Symptoms, host range and some properties of beet necrotic yellow vein virus are quite similar to those of beet yellow vein virus (Ruppel & Duffus, 1971). However, the mode of transmission and particle morphology of the latter virus are not known.
Figures
References list for DPV: Beet necrotic yellow vein virus (144)
- Bongiovanni & Lanzoni, Progr. agric., Bologna 10: 209, 1964.
- Brakke, CMI/AAB Descriptions of Plant Viruses 77, 4 pp., 1971.
- Canova, Inftore fitopatol. 16: 235, 1966.
- Faccioli & Giunchedi, Phytopath. medit. 13: 10, 1974.
- Harrison, CMI/AAB Descriptions of Plant Viruses 138, 4 pp., 1974.
- Kanzawa & Ui, Ann. phytopath. Soc. Japan 38: 434, 1972.

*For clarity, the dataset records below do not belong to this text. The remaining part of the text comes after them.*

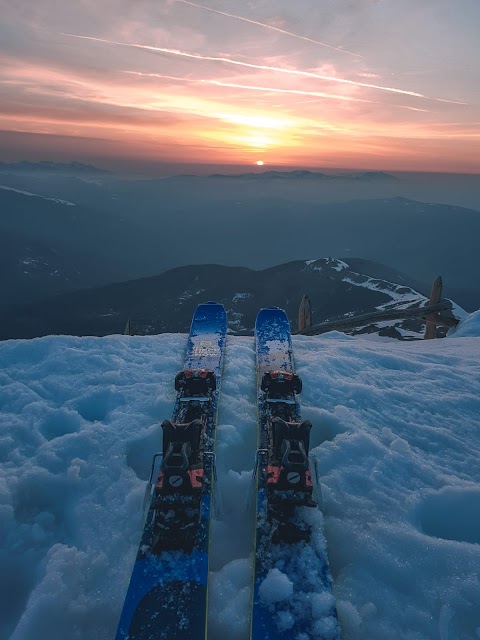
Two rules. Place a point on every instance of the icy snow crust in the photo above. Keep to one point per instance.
(396, 437)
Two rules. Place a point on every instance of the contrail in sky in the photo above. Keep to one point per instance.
(250, 65)
(234, 85)
(269, 26)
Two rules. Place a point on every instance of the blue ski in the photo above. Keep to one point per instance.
(292, 594)
(167, 595)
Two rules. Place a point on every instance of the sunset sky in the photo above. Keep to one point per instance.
(374, 84)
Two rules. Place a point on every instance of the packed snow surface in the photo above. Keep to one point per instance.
(396, 438)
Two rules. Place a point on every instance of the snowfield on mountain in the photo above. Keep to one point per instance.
(396, 440)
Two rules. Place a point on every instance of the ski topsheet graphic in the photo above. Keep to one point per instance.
(167, 595)
(292, 592)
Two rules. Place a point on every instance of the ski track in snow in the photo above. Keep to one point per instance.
(395, 436)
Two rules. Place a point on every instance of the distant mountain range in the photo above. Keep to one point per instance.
(165, 303)
(46, 166)
(308, 175)
(69, 229)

- Putz & Vuittenez, Annls Phytopath. 6: 129, 1974.
- Ruppel & Duffus, Phytopathology 61: 1418, 1971.
- Tamada & Baba, Ann. phytopath. Soc. Japan 39: 325, 1973.
- Tamada, Kanzawa & Ui, Ann. phytopath. Soc. Japan 36: 365 (abstr.), 1970.
- Tamada, Abe & Baba, Proceedings of the First Intersectional Congress of IAMS, Tokyo, 1974, 3: 313, 1975.
- Ui, Proceedings of Sugar Beet Research, Japan 15: 233, 1973.